Fr. Matt noted Artie called himself a convenient Catholic before his diagnosis, one who went to Mass on Sundays as a duty. He asked how often we say the Apostle’s Creed or other prayers of the Mass and don’t reflect on the words we are praying. Do we really intend the words we are saying. Fr. Matt said it’s important to go to Mass early. If we go to a Patriots’ game, we go three hours early to tailgate and get filled with the “spirits.” We talk about the game and the players and what we expect. We become mentally prepared to enter the football game. But when it comes to Mass, we show up late, we’re not prepared, and we’re rushed. Fr. Matt said he often needs time to transition from one thing to another. That’s why getting to Mass even five minutes early, so you can sit with God and ask what you need to pray for and to put yourself in the presence of God.
Scot asked how many kids would show up for their child’s First Communion five minutes late. No, they’d be prepared, they’d show up early, they’d invite family, they’d bu ya new suit or dress for the child. But it’s the same Jesus they will receive at the second, third, and subsequent Communions. He often thinks about how he should go to Mass as if it’s his first Mass, his only Mass, and last Mass. We’re not called to be spectators at church. We’re called to pray every prayer with intensity.
Artie said most people don’t recognize the great gift of Mass. We shouldn’t look at it as just an obligation. When he speaks with Ivan, they pray two mysteries of the rosary, they have Mass, then Ivan speaks and Artie speaks. It’s four hours long and people leave filled with the Holy Spirit. But people leave Sunday Mass upset if it’s more than 45 minutes. The reason is because people aren’t spending enough time there.
3rd segment: Scot asked Artie what he physically experienced when he forgave his parents. In the confessional, he experienced pure joy. When he forgave his father, he gave forgave all the anger and angst he’d been feeling inside because of it. When we’re holding on to a grudge, we’re hurting ourselves and keeping ourselves from Jesus.

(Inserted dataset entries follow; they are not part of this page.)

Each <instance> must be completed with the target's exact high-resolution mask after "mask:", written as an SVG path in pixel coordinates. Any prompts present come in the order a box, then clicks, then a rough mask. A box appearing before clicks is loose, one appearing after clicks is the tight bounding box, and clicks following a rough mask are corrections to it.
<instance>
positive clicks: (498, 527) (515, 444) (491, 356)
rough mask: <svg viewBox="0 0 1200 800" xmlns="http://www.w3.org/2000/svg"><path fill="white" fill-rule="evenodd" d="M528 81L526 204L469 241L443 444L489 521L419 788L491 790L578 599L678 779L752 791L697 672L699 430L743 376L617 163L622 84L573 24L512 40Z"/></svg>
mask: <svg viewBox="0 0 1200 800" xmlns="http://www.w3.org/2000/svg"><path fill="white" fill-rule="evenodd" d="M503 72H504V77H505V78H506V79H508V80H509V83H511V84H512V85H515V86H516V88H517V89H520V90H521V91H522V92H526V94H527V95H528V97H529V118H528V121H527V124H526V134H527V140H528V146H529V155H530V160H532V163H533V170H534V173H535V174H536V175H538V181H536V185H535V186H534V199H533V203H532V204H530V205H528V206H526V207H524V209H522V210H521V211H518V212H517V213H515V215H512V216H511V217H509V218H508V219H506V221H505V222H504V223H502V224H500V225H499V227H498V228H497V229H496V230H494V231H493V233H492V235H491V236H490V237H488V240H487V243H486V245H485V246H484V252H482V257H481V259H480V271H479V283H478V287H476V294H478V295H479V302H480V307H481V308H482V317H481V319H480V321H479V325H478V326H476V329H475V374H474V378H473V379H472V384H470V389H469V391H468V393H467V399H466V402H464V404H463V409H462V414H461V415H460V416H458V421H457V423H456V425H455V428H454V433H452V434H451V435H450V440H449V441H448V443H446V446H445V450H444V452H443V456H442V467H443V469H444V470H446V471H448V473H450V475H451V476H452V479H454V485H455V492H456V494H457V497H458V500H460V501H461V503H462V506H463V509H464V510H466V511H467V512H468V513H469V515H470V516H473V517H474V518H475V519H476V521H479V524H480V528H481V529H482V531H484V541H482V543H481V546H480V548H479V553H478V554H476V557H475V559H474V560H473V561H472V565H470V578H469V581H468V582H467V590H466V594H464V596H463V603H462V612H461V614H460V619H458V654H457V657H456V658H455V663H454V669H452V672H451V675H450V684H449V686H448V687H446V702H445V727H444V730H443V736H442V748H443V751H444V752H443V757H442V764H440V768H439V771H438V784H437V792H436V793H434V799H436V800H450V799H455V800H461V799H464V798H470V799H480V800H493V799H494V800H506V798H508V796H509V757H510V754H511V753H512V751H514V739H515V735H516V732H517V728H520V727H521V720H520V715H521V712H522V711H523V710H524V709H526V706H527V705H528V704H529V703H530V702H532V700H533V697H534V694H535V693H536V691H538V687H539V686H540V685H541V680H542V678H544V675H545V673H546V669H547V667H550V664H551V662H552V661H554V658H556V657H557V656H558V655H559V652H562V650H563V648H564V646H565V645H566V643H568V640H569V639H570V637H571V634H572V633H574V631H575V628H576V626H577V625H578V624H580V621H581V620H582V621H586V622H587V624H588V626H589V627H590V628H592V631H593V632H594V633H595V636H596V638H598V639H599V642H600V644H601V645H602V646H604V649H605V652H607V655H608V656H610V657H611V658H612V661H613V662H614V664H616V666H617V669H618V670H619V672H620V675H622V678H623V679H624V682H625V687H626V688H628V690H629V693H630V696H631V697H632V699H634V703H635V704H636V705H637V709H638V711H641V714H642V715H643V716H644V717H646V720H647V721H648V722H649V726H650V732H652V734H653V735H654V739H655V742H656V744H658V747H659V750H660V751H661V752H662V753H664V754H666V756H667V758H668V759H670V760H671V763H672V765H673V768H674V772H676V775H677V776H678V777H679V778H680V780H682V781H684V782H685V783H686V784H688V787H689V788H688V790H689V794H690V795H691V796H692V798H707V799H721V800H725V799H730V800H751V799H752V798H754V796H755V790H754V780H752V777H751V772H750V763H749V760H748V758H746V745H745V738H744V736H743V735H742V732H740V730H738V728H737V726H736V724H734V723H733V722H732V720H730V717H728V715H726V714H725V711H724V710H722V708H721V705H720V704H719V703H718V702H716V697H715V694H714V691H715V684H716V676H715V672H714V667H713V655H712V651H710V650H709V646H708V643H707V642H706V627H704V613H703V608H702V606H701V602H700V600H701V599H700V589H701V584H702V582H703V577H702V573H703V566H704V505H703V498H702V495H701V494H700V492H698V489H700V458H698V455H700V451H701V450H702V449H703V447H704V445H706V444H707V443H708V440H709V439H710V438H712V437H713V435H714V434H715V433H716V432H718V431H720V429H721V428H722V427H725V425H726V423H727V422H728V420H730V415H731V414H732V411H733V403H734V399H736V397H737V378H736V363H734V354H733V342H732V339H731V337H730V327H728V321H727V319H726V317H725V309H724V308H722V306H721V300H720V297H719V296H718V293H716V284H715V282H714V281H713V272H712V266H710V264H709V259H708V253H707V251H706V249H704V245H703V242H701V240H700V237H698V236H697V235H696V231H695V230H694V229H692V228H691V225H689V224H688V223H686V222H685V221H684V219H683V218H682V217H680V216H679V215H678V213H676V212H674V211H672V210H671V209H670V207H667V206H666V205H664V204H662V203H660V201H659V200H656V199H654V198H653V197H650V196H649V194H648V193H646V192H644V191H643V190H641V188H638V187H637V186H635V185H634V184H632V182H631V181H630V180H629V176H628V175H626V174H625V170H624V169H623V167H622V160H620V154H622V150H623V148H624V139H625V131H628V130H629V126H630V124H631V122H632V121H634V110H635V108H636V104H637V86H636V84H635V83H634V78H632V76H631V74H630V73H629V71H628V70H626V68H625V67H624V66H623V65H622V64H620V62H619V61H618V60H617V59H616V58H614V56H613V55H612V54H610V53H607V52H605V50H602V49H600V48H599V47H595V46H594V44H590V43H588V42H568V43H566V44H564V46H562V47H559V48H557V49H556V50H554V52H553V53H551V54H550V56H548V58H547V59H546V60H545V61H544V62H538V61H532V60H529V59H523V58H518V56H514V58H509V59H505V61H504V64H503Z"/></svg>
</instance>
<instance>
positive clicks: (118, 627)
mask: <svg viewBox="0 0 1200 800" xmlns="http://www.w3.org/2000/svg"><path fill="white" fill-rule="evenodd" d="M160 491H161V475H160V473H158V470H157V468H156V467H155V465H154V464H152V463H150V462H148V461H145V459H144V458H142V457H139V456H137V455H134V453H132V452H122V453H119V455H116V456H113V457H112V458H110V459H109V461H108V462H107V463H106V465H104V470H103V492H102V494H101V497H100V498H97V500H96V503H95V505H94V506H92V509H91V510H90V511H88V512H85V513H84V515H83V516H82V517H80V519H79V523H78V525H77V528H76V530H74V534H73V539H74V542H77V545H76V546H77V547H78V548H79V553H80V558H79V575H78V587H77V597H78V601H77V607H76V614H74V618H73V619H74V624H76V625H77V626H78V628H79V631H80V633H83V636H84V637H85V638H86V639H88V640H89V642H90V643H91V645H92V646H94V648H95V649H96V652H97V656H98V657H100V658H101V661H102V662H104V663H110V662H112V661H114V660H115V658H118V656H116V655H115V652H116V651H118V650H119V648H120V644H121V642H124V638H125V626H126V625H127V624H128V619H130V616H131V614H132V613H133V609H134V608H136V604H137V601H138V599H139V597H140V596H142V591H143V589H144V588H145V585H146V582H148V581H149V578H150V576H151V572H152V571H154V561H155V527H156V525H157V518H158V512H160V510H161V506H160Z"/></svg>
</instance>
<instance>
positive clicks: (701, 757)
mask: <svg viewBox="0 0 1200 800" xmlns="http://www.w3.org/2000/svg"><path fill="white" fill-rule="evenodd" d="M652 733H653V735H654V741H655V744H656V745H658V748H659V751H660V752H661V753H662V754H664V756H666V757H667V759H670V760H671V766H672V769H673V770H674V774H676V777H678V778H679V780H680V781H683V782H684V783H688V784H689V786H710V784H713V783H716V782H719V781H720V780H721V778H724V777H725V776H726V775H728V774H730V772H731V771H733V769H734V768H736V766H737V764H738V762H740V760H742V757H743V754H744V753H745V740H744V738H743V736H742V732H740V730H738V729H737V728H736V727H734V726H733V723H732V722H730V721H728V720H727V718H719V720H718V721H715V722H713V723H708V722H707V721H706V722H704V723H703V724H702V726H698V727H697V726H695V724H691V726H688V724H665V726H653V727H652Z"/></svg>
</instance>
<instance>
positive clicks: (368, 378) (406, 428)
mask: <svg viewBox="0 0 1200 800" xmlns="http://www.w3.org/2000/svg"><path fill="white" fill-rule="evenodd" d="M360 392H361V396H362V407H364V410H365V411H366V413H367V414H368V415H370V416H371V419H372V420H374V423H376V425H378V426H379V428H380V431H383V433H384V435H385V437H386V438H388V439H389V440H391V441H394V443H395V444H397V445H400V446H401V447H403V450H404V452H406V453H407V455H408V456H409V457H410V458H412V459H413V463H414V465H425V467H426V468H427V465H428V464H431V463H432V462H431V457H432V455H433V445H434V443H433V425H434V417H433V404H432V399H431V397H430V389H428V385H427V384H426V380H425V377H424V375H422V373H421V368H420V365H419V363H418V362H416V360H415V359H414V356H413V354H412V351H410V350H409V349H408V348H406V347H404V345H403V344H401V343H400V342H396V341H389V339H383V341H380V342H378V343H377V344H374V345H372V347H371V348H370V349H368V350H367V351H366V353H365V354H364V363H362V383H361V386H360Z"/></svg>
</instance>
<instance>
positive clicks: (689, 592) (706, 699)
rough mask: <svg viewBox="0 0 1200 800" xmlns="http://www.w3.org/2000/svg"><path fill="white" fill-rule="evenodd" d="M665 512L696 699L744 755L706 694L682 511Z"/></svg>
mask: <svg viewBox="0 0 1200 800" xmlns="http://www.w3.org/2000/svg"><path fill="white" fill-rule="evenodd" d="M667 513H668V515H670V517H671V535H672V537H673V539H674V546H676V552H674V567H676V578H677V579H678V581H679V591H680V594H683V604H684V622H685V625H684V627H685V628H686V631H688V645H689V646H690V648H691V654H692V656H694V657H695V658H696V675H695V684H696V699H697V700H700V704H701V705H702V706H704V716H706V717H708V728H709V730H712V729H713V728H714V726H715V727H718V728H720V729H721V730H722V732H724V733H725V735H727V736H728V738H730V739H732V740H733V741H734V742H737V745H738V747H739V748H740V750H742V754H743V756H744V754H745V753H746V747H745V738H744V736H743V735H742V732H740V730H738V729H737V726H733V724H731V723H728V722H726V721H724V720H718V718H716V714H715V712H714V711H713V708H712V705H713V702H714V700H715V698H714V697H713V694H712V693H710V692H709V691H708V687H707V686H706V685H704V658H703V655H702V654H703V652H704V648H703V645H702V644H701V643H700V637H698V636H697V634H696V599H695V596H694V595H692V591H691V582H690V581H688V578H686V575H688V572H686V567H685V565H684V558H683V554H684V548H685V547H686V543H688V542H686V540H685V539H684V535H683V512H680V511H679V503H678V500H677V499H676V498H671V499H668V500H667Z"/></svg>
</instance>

When they were first married, Artie and Judy would argue, but Judy decided to stop telling him what to do and instead to pray. They both changed through the prayer and that’s a form of forgiveness.
Scot said we all want forgiveness from God, but recall that Our Father joins together “forgive us our trespasses” with “as we forgive those who trespass against us.” Fr. Matt said forgiveness brings peace and joy. The opposite is true as well.
Scot said there active apparitions and healings in Medjugorje going on now, but the Church’s relationship to Medjugorje is different than those with Fatima or Lourdes. He asked Artie and Fr. Matt to reflect on how we’re to respond to stories about it. Fr. Matt said a commission created by the Vatican is still investigating the legitimacy of the apparitions. There have been different quotes that have been attributed to Pope John Paul II and Pope Benedict XVI that have been positive. There has not been formal approval, because that can only come after the apparitions end to ensure that they are all compatible with faith and morals. The Church doesn’t say we are prohibited from visiting there. Dioceses and parishes are not supposed to sponsor official pilgrimages there because of the potential of confusion. But private pilgrimages can have priests accompany them to provide the sacraments.
Artie tells people to look at the fruits. Medjugorje has been going on since June 25, 1981. He personally knows 18 priests who received their vocations at Medjugorje. There have been millions of Eucharists received and confessions heard there. Pope John Paul II when asked about Medjugorje said, “Are they going to confession? Are they going to Mass?”